I've recently purchased this product and I'm having issues getting the HDMI to work. It keeps automatically switching back to composite no matter what I do. I've spent hours on the phone with tech support (unhelpful). I've read a few other posts about this and have yet to see a solution (if any). Could anyone help me please?

Thanks
Mike


----------



## Ang_Filibustero (Mar 31, 2009)

I have the same problem too and I fixed it by resseting the system. Try this. Connect your WD TV using composite, turn both unit on (TV input on composite) and reset the unit by inserting a pin in the tiny hole beside the USB port on the side for about 10 seconds.

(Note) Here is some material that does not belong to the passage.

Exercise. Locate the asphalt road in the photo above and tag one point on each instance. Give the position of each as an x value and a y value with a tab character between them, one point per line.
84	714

After this turn-off the unit from the main switch, wait for ~1 minute then turn it back on. Go to system -> Audio/video, select HDMI, 720p 50hz, digital audio. After setting up, turn -off the unit, remove the composite cables and connect your HDMI cable. Turn your unit back-on, switch your TV to HDMI input and everything should be working fine. You can then experiment with other video resolution that you want except auto. Selecting auto in my case (Sony bravia) will cause blank screen.


----------



## crfaldu (Dec 16, 2009)

I had the same problem getting HDMI to work. It turns out that WD media player does not support latest HDMI technology (1.3a). After mucking around for a while I realized this and used my old HDMI cable (not the 120 Hz one) and it started working like a charm.


----------